Civil Marriage Record from 1945
My grandparents Helge Løve Hansen and Jenny Kristine Juhl were married by the mayor of Odense on 21 July 1945. Civil marriage records are also available at AO genvej. My greandparents' record can be seen here: http://ao.salldata.dk/vis1.php?bsid=256357&side=257. You can also see the record at FamilySearch.org in their collection of Danish civil marriage records (login required): https://www.familysearch.org/ark:/61903/3:1:S3HY-6LDP-ZL?i=111&wc=MFD8-CM9%3A118286001%2C118415701%2C118310801&cc=1607917. That collection covers records from 1851 to 1961 and it is indexed, so by using that website you may be able to find a marriage record without knowing the exact place and year of the marriage.
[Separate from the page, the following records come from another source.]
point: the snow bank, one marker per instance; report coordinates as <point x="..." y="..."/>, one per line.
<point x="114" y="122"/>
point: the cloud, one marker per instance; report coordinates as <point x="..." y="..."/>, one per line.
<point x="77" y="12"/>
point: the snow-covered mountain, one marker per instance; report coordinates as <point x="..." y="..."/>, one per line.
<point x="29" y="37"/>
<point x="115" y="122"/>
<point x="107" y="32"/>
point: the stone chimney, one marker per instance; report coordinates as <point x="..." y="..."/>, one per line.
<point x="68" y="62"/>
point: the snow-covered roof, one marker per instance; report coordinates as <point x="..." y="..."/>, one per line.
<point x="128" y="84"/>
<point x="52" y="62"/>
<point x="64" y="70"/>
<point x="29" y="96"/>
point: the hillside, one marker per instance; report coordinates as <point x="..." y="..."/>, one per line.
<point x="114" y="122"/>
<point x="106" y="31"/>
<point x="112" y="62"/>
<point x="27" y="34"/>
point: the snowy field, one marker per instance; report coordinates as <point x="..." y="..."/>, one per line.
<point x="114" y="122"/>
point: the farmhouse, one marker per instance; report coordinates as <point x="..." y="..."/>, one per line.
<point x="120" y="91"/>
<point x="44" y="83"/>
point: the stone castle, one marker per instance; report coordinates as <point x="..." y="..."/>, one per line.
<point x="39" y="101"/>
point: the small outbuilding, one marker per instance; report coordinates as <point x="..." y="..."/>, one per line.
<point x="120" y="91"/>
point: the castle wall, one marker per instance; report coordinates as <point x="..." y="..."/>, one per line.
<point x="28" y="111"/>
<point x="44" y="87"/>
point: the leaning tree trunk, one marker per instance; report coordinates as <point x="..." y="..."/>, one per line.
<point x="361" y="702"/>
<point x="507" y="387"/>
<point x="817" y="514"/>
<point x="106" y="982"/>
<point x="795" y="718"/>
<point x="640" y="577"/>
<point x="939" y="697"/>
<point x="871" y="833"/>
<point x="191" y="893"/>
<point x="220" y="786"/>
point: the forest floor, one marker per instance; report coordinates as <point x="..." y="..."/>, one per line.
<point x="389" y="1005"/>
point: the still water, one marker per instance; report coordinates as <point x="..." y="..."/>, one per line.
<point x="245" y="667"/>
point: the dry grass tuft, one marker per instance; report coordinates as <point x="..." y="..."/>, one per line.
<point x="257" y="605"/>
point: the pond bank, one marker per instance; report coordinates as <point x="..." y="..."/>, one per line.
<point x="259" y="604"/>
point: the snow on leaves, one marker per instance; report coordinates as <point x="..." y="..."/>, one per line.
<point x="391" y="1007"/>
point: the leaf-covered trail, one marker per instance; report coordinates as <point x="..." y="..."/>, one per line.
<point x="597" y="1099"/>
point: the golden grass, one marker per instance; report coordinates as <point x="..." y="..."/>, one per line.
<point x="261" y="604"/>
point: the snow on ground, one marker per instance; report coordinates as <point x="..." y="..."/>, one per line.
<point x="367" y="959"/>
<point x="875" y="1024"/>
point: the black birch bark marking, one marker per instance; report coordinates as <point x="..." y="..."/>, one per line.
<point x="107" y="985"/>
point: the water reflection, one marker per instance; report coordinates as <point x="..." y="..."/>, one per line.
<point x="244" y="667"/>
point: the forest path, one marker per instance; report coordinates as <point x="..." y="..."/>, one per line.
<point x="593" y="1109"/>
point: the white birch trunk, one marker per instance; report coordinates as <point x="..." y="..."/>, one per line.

This civil marriage record states the birth dates and places of the groom and bride, making it easy to locate their birth records. A civil marriage often took place, when the bride was pregnant and the marriage had to be done without drawing too much attention. The firstborn child of Helge and Jenny, my aunt Birte, was born four days after their wedding, so it was a close call for them. Having a child out of wedlock was ill-seen, but as long as the couple was married before the birth, it was quickly forgiven and forgotten.
Can You See My Marriage Record Online?
No, you cannot see my marriage record online and probably not offline either.
Marriage records from all Danish parishes can be seen without special permission when the record is from before 1925. Most marriage records from 1925 to 1961 have been scanned and most of them can be accessed online, free of charge. However, records from 1925 and younger may contain civil registration numbers, so the records are being checked to ensure that this information is not visible on the images, before they are made available online. Furthermore, only records handed over to the Danish National Archives from the churches have been scanned.
Marriage records which are not available online, can be accessed offline at the Danish National Archives, if the record is more than 50 years old. It requires special permission, but the permission is given immediately. Records younger than 50 years can also be accessed offline, but a written application must be sent to the Danish National Archives or the church holding the records. Access to these records usually requires that the couple is deceased and that there is a documented relationship between the applicant and the couple. Offline records can be accessed by a professional researcher, if access is granted to the applicant, and if there is a power of attorney between the applicant and the researcher.
I hope this post can assist you in your search for Danish marriage records.